Why Turn "Print" into "Print()"????

Ulrich Eckhardt eckhardt at satorlaser.com
Mon May 26 06:20:36 EDT 2008


Prisoner at War wrote:
> On May 26, 1:37 am, "Gabriel Genellina" <gagsl-... at yahoo.com.ar> wrote:
>>
>>
>> The differences aren't so fundamental or important: it's not an entirely
>> new language, just some ugly old things are being removed or changed in
>> incompatible ways (at *some* time it was supposed to happen - but could
>> not happen on the 2.x series which has to remain backwards compatible)
>> Also, Python 3.0 will be released simultaneously with 2.6, and there will
>> be other 2.x releases.
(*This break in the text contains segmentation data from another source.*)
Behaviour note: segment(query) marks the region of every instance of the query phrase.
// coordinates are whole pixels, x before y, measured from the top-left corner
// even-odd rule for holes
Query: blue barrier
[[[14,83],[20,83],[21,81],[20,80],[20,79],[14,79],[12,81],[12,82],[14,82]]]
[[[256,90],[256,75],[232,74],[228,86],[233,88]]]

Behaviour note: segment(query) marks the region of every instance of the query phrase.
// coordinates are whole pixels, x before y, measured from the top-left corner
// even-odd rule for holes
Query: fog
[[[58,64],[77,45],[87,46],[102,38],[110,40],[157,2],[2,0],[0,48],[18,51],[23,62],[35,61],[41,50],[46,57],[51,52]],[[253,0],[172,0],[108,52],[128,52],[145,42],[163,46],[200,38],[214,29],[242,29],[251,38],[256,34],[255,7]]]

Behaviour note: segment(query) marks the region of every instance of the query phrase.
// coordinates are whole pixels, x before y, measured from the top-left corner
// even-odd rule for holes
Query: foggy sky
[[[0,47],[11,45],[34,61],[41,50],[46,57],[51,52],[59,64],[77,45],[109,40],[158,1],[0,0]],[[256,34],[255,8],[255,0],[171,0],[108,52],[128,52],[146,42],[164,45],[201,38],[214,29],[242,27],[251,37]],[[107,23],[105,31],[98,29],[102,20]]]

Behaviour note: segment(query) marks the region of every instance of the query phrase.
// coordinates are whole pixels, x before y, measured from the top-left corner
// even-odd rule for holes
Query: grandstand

Python 2 won't magically disappear from Earth, I
>> don't think Linux distros will come with Python 3.0 by default anytime
>> soon (perhaps not before 3.1).
> 
> But I'd read that Python 3 is very different in many important ways.

Yes, and that is the reason it is version 3.x instead of another 2.x. Moving
to version 3 signals that some changes were done that are _not_ backward
compatible and not even intended to.

> I read it right there on the Py3K site!  I can't make sense of how,
> why, even what, exactly, but that's not a misimpression on my part,
> I certain nonetheless...it's not just cosmetic changes but important
> ones pertaining to a sort of "linguistic logic" I gather....

Well, cosmetic or important is always in the eye of the beholder. I
personally would say that they are important cosmetic changes. You don't
get any new features or a more Touring-complete language suddenly, but it
will be much more consistent because it doesn't have to maintain wrong
decisions of the past, like making 'print' a separate statement when a
function would do.

>> So learning Python with a book targeted to 2.5 isn't a waste of time -
>> not at all.
> 
> Well, I will be learning Python from the excellent materials available
> online, to be sure, but a book that I spend money for, well, I have
> "higher standards" for it, you know, one of which is that it doesn't
> get superseded so soon!

As already pointed out, Python 2 will not suddenly cease to exist and
knowledge about it won't suddenly be worthless either. I guess it will take
a few years until the use of Python 3 supercedes that of Python 2.